La question qui nous intéressait alors était de réfléchir à la problématique de la création artistique en GN. C’est-à-dire, plus spécifiquement, comment amener des joueurs à créer des “objets artistiques”, en tant que personnages ? Quelles sont les difficultés que l’on peut rencontrer en amont ? Comment les pallier ? Est-ce qu’il y a des expériences de jeux où ça a fonctionné ? Pourquoi ? Etc.
Je vais me limiter à seulement quelques jeux dans cet article, je vous invite donc à intervenir en commentaires pour partager d’autres expériences et idées.
Un tango sur le jeu Les Noces de Cendre de Véronique Gresset
On entend quoi par création artistique ?
La question me paraît difficilement esquivable pour ce qui va suivre : qu’entend-t-on par “création artistique en GN” ?
Tout d’abord, je partirai du postulat d’une définition extensive du mot art. Considérez donc que vous pouvez y mettre ce que vous voulez. En ce qui me concerne ici je vais me concentrer sur des pratiques dites “classiques” comme la danse, le chant, la poésie, la peinture, mais les idées qui vont être proposées peuvent fonctionner pour tout type de création.
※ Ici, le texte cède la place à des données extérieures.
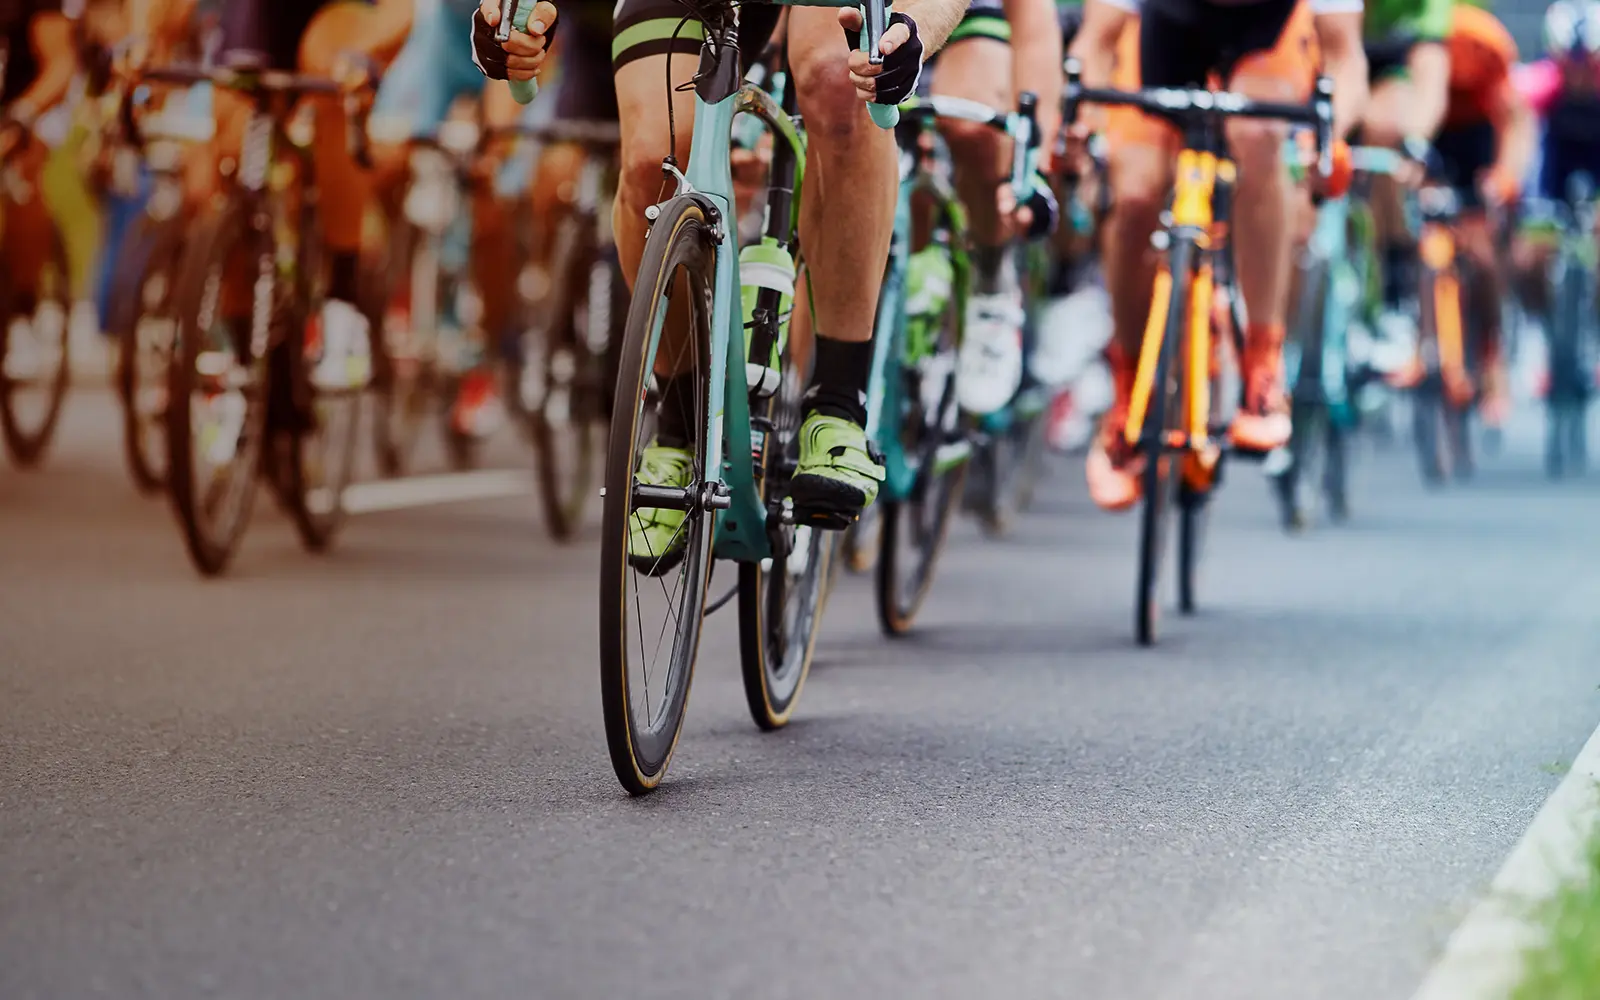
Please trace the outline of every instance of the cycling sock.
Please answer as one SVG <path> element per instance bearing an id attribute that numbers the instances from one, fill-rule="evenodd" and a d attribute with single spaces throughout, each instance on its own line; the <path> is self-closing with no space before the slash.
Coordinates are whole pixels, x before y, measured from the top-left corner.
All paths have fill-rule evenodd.
<path id="1" fill-rule="evenodd" d="M 1258 323 L 1252 321 L 1244 332 L 1244 347 L 1246 351 L 1276 349 L 1283 346 L 1284 325 L 1282 323 Z"/>
<path id="2" fill-rule="evenodd" d="M 1004 291 L 1006 247 L 972 248 L 972 290 L 978 295 Z"/>
<path id="3" fill-rule="evenodd" d="M 689 429 L 698 407 L 700 380 L 693 371 L 669 375 L 661 382 L 661 402 L 656 407 L 656 443 L 668 448 L 687 448 L 693 437 Z"/>
<path id="4" fill-rule="evenodd" d="M 355 305 L 358 254 L 335 250 L 328 266 L 328 297 Z"/>
<path id="5" fill-rule="evenodd" d="M 806 413 L 867 425 L 867 379 L 872 374 L 872 341 L 852 342 L 817 335 L 817 364 L 806 390 Z"/>

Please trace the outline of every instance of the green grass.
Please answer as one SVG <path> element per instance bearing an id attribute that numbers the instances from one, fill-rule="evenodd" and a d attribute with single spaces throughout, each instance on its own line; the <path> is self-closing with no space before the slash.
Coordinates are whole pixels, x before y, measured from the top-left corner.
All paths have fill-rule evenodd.
<path id="1" fill-rule="evenodd" d="M 1593 831 L 1581 873 L 1535 912 L 1546 937 L 1525 956 L 1511 1000 L 1595 1000 L 1600 997 L 1600 829 Z"/>

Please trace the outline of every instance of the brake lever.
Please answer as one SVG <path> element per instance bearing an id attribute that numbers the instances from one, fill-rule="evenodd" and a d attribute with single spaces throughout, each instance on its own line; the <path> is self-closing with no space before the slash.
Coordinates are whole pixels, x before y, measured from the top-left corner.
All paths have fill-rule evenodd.
<path id="1" fill-rule="evenodd" d="M 1317 173 L 1323 180 L 1333 176 L 1333 78 L 1317 77 Z"/>
<path id="2" fill-rule="evenodd" d="M 867 63 L 872 66 L 883 65 L 883 33 L 889 30 L 889 3 L 890 0 L 866 0 L 861 5 L 861 51 L 867 54 Z M 893 104 L 868 101 L 867 114 L 879 128 L 894 128 L 900 124 L 900 109 Z"/>

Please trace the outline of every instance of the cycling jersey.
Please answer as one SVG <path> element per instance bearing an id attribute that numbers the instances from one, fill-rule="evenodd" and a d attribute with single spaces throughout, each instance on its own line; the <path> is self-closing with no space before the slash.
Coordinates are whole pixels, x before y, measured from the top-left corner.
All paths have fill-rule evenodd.
<path id="1" fill-rule="evenodd" d="M 0 104 L 22 96 L 39 76 L 39 57 L 33 51 L 29 29 L 39 14 L 60 14 L 61 0 L 11 0 L 0 3 L 0 25 L 5 29 L 5 81 Z"/>
<path id="2" fill-rule="evenodd" d="M 419 0 L 411 34 L 378 86 L 372 106 L 376 128 L 404 131 L 411 138 L 432 136 L 450 105 L 483 93 L 486 81 L 472 62 L 472 13 L 477 9 L 476 0 Z M 610 89 L 609 80 L 606 84 Z M 523 120 L 531 121 L 542 103 L 530 104 Z M 405 123 L 403 130 L 400 122 Z"/>
<path id="3" fill-rule="evenodd" d="M 1548 59 L 1520 67 L 1513 81 L 1540 117 L 1539 197 L 1564 199 L 1568 180 L 1580 171 L 1600 178 L 1600 92 L 1568 86 L 1561 67 Z"/>
<path id="4" fill-rule="evenodd" d="M 1442 42 L 1450 35 L 1454 0 L 1368 0 L 1361 31 L 1368 39 L 1404 36 Z"/>
<path id="5" fill-rule="evenodd" d="M 1011 44 L 1011 22 L 1006 20 L 1006 10 L 997 3 L 973 3 L 961 16 L 945 45 L 954 45 L 969 38 L 988 38 Z"/>
<path id="6" fill-rule="evenodd" d="M 1452 19 L 1449 47 L 1450 102 L 1445 126 L 1486 121 L 1497 94 L 1511 83 L 1517 43 L 1493 14 L 1463 4 Z"/>

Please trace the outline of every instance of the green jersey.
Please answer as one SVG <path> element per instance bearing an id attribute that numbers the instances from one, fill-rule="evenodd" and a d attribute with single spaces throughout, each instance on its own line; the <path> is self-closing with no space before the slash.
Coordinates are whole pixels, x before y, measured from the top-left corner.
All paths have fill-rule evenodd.
<path id="1" fill-rule="evenodd" d="M 1419 41 L 1450 37 L 1453 0 L 1367 0 L 1362 34 L 1369 39 L 1409 35 Z"/>

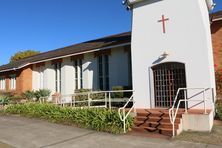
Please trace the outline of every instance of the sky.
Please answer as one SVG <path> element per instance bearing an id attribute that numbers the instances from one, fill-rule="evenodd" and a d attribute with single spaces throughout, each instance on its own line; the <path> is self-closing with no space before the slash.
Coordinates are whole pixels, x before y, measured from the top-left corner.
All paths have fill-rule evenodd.
<path id="1" fill-rule="evenodd" d="M 0 0 L 0 65 L 18 51 L 53 50 L 131 30 L 122 0 Z M 215 11 L 222 10 L 222 0 Z"/>

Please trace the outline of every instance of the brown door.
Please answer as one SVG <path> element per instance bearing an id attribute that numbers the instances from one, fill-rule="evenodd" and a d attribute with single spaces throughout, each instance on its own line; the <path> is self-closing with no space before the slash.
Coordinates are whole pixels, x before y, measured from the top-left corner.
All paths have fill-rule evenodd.
<path id="1" fill-rule="evenodd" d="M 186 87 L 185 65 L 182 63 L 168 62 L 152 68 L 154 76 L 155 106 L 170 108 L 173 105 L 177 90 Z M 181 92 L 178 100 L 184 99 Z M 184 108 L 184 102 L 180 105 Z"/>

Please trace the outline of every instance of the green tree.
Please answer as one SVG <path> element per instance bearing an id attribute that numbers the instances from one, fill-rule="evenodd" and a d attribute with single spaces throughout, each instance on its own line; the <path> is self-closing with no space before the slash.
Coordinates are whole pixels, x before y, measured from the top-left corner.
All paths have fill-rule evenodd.
<path id="1" fill-rule="evenodd" d="M 18 61 L 20 59 L 24 59 L 36 54 L 39 54 L 39 51 L 35 51 L 35 50 L 25 50 L 25 51 L 19 51 L 17 53 L 15 53 L 13 56 L 11 56 L 10 58 L 10 62 L 15 62 Z"/>

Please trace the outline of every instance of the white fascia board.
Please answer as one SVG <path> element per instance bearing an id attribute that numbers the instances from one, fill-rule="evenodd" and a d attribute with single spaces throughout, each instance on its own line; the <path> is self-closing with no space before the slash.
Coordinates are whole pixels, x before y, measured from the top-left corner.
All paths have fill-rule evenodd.
<path id="1" fill-rule="evenodd" d="M 144 0 L 128 0 L 128 4 L 133 5 L 133 4 L 141 2 L 141 1 L 144 1 Z"/>
<path id="2" fill-rule="evenodd" d="M 221 20 L 222 20 L 222 18 L 217 18 L 217 19 L 213 19 L 212 21 L 216 22 L 216 21 L 221 21 Z"/>
<path id="3" fill-rule="evenodd" d="M 124 43 L 124 44 L 119 44 L 119 45 L 107 46 L 107 47 L 104 47 L 104 48 L 94 49 L 94 50 L 85 51 L 85 52 L 78 52 L 78 53 L 74 53 L 74 54 L 59 56 L 59 57 L 45 59 L 45 60 L 36 61 L 36 62 L 31 62 L 31 63 L 27 63 L 27 64 L 22 65 L 22 66 L 17 67 L 17 68 L 5 69 L 5 70 L 2 70 L 0 72 L 7 72 L 7 71 L 12 71 L 12 70 L 16 71 L 18 69 L 21 69 L 21 68 L 26 67 L 26 66 L 31 65 L 31 64 L 37 64 L 37 63 L 41 63 L 41 62 L 47 62 L 47 61 L 52 61 L 52 60 L 56 60 L 56 59 L 67 58 L 67 57 L 71 57 L 71 56 L 75 56 L 75 55 L 86 54 L 86 53 L 101 51 L 101 50 L 110 49 L 110 48 L 122 47 L 122 46 L 126 46 L 126 45 L 131 45 L 131 42 Z"/>
<path id="4" fill-rule="evenodd" d="M 19 67 L 17 67 L 17 68 L 11 68 L 11 69 L 1 70 L 0 72 L 16 71 L 16 70 L 21 69 L 21 68 L 23 68 L 23 67 L 26 67 L 26 66 L 28 66 L 28 65 L 30 65 L 30 63 L 27 63 L 27 64 L 25 64 L 25 65 L 19 66 Z"/>

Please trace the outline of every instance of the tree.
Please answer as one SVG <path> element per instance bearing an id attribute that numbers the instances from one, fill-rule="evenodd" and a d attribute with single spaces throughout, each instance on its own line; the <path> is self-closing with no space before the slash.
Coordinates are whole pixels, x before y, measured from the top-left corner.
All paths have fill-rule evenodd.
<path id="1" fill-rule="evenodd" d="M 15 62 L 18 61 L 20 59 L 24 59 L 36 54 L 39 54 L 39 51 L 35 51 L 35 50 L 25 50 L 25 51 L 19 51 L 17 53 L 15 53 L 13 56 L 11 56 L 10 58 L 10 62 Z"/>

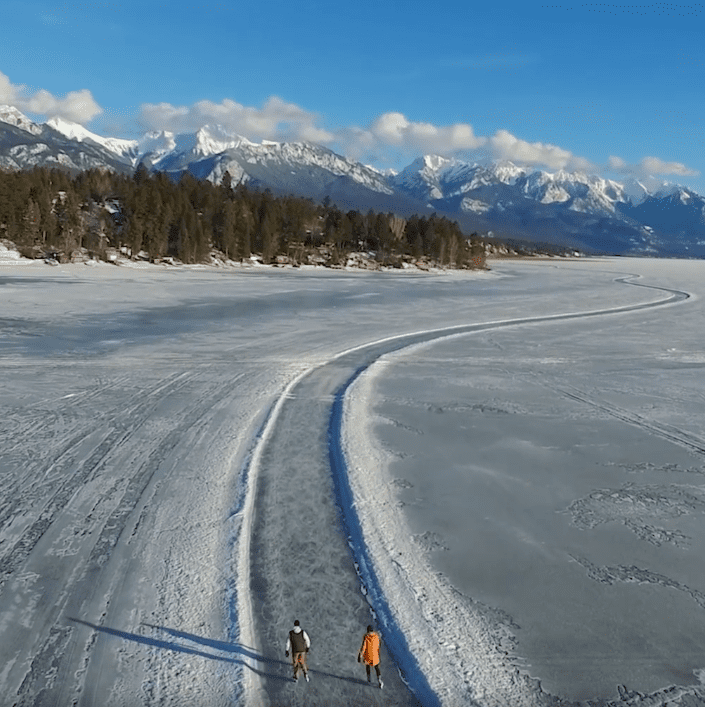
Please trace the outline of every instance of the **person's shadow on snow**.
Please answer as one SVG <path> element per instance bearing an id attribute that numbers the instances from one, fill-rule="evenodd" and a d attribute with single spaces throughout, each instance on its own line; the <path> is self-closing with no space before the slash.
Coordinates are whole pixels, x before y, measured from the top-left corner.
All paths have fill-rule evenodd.
<path id="1" fill-rule="evenodd" d="M 148 646 L 156 646 L 157 648 L 164 648 L 166 650 L 176 651 L 177 653 L 188 653 L 189 655 L 198 655 L 202 658 L 208 658 L 210 660 L 220 660 L 227 663 L 235 663 L 236 665 L 242 665 L 249 668 L 253 673 L 260 675 L 262 677 L 270 678 L 272 680 L 281 680 L 283 682 L 291 682 L 291 677 L 284 677 L 278 673 L 266 672 L 260 670 L 251 664 L 251 661 L 257 661 L 258 663 L 264 663 L 265 665 L 271 666 L 282 666 L 286 671 L 291 670 L 291 663 L 289 661 L 281 660 L 279 658 L 274 658 L 272 656 L 262 655 L 257 653 L 253 648 L 249 646 L 242 645 L 241 643 L 230 643 L 228 641 L 217 641 L 213 638 L 204 638 L 203 636 L 196 636 L 193 633 L 186 633 L 185 631 L 179 631 L 175 628 L 168 628 L 166 626 L 155 626 L 154 624 L 142 623 L 142 626 L 147 628 L 156 629 L 158 631 L 163 631 L 164 633 L 173 636 L 174 638 L 190 641 L 191 643 L 196 643 L 201 646 L 206 646 L 214 651 L 219 651 L 222 653 L 237 653 L 243 658 L 233 658 L 230 655 L 221 655 L 218 653 L 206 652 L 198 648 L 192 648 L 183 643 L 176 643 L 174 641 L 164 640 L 161 638 L 155 638 L 153 636 L 144 636 L 139 633 L 130 633 L 129 631 L 120 631 L 116 628 L 109 628 L 108 626 L 98 626 L 97 624 L 92 624 L 88 621 L 83 621 L 82 619 L 76 619 L 73 617 L 68 617 L 69 621 L 73 621 L 77 624 L 82 624 L 83 626 L 88 626 L 94 631 L 100 631 L 101 633 L 107 633 L 111 636 L 117 636 L 118 638 L 123 638 L 127 641 L 134 641 L 135 643 L 143 643 Z M 335 675 L 333 673 L 328 673 L 324 670 L 316 670 L 315 668 L 310 668 L 309 672 L 312 675 L 319 675 L 321 677 L 334 678 L 336 680 L 344 680 L 345 682 L 351 682 L 358 685 L 367 685 L 365 680 L 360 680 L 359 678 L 346 677 L 344 675 Z"/>
<path id="2" fill-rule="evenodd" d="M 186 638 L 189 641 L 193 641 L 194 643 L 201 643 L 204 646 L 209 646 L 210 648 L 216 648 L 217 650 L 221 651 L 231 651 L 235 653 L 240 653 L 241 655 L 246 656 L 247 658 L 251 658 L 253 660 L 258 660 L 262 663 L 267 663 L 270 665 L 283 665 L 287 671 L 291 670 L 291 662 L 288 660 L 281 660 L 279 658 L 273 658 L 271 656 L 266 656 L 262 655 L 261 653 L 256 653 L 253 648 L 249 648 L 248 646 L 244 646 L 241 643 L 228 643 L 225 641 L 216 641 L 212 638 L 203 638 L 201 636 L 194 636 L 192 633 L 184 633 L 183 631 L 178 631 L 177 629 L 174 628 L 167 628 L 166 626 L 153 626 L 152 624 L 143 624 L 144 626 L 149 626 L 150 628 L 156 628 L 159 629 L 160 631 L 165 631 L 166 633 L 171 634 L 172 636 L 176 636 L 177 638 Z M 245 663 L 245 665 L 247 665 Z M 250 668 L 253 672 L 257 673 L 258 675 L 263 675 L 269 678 L 276 678 L 277 680 L 281 680 L 280 675 L 272 675 L 271 673 L 264 673 L 256 670 L 253 668 L 251 665 L 247 665 L 248 668 Z M 325 670 L 317 670 L 316 668 L 309 668 L 309 673 L 311 675 L 320 675 L 321 677 L 327 677 L 327 678 L 334 678 L 336 680 L 345 680 L 346 682 L 351 682 L 355 683 L 358 685 L 368 685 L 369 683 L 366 680 L 361 680 L 359 678 L 352 678 L 352 677 L 346 677 L 344 675 L 335 675 L 334 673 L 328 673 Z M 291 678 L 285 678 L 287 681 L 292 681 Z"/>
<path id="3" fill-rule="evenodd" d="M 69 621 L 73 621 L 77 624 L 82 624 L 83 626 L 88 626 L 94 631 L 100 631 L 101 633 L 107 633 L 111 636 L 117 636 L 118 638 L 123 638 L 127 641 L 134 641 L 135 643 L 143 643 L 147 646 L 155 646 L 157 648 L 164 648 L 170 651 L 176 651 L 177 653 L 188 653 L 189 655 L 198 655 L 202 658 L 208 658 L 209 660 L 220 660 L 226 663 L 234 663 L 235 665 L 242 665 L 249 668 L 253 673 L 261 675 L 262 677 L 270 678 L 272 680 L 282 680 L 288 682 L 288 678 L 278 675 L 277 673 L 266 672 L 264 670 L 259 670 L 251 664 L 252 661 L 258 661 L 260 663 L 265 663 L 267 665 L 281 665 L 289 667 L 289 664 L 283 660 L 277 660 L 275 658 L 269 658 L 267 656 L 260 655 L 256 653 L 253 649 L 243 646 L 239 643 L 229 643 L 227 641 L 216 641 L 212 638 L 203 638 L 202 636 L 196 636 L 192 633 L 185 633 L 184 631 L 177 631 L 173 628 L 167 628 L 165 626 L 154 626 L 152 624 L 141 624 L 151 629 L 157 629 L 159 631 L 164 631 L 174 638 L 185 639 L 191 641 L 192 643 L 197 643 L 202 646 L 207 646 L 214 651 L 219 651 L 220 653 L 204 651 L 198 648 L 192 648 L 191 646 L 185 645 L 184 643 L 176 643 L 175 641 L 164 640 L 161 638 L 155 638 L 154 636 L 144 636 L 139 633 L 130 633 L 129 631 L 120 631 L 116 628 L 109 628 L 108 626 L 98 626 L 97 624 L 92 624 L 89 621 L 83 621 L 82 619 L 77 619 L 74 617 L 68 617 Z M 243 658 L 234 658 L 231 655 L 222 655 L 223 653 L 232 654 L 237 653 Z"/>

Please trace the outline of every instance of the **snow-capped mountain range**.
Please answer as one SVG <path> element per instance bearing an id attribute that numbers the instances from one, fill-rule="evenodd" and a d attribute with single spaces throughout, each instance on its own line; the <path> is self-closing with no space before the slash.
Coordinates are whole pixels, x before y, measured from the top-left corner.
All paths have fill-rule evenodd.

Par ailleurs, si cette présentation va porter sur la pratique artistique, les enjeux dont nous allons parler pourraient être transposés pour beaucoup d’activités que les joueurs sont supposés pratiquer, en tant que personnages, sur un jeu.
Pour aujourd’hui, je vais me concentrer sur des jeux dont la thématique est de faire exercer un art aux joueurs par le biais de leurs personnages. Je mets donc volontairement de côté les jeux où certains joueurs sont amenés à créer en jeu, mais sans que cette création soit vraiment accompagnée par l’organisation et sans que ce soit réellement un enjeu pour le jeu. Je mettrai également de côté les jeux où une compétence artistique préexistante chez un joueur va être utilisée dans le jeu (par exemple “caster” des gens qui savent déjà chanter pour jouer des artistes de cabaret). Cette situation peut être exploitée, mais ce n’est pas tellement ce qui m’intéresse ici.
La focale est donc sur les jeux dont l’ambition est de faire explorer une pratique artistique aux joueurs. De mon point de vue, ces points sont valables aussi bien pour la performance que pour la création. Pour clarifier ma compréhension de ces termes, précisons que la performance en jeu est une création artistique. On appellera simplement performance le résultat d’un processus de création. Partons donc du principe que nous nous intéressons aux jeux qui accordent une importance au processus de création.
Deux personnages artistes sur Le lierre et la vigne, jeu de Lila Clairence
Pratiquer un art en tant que personnage : les difficultés
Le niveau
- une disparité importante entre les niveaux des joueurs peut renforcer les insécurités
- la disparité entre les compétences du personnage et les compétences du joueur risque d’amener le joueur à ne pas parvenir à créer en tant que personnage.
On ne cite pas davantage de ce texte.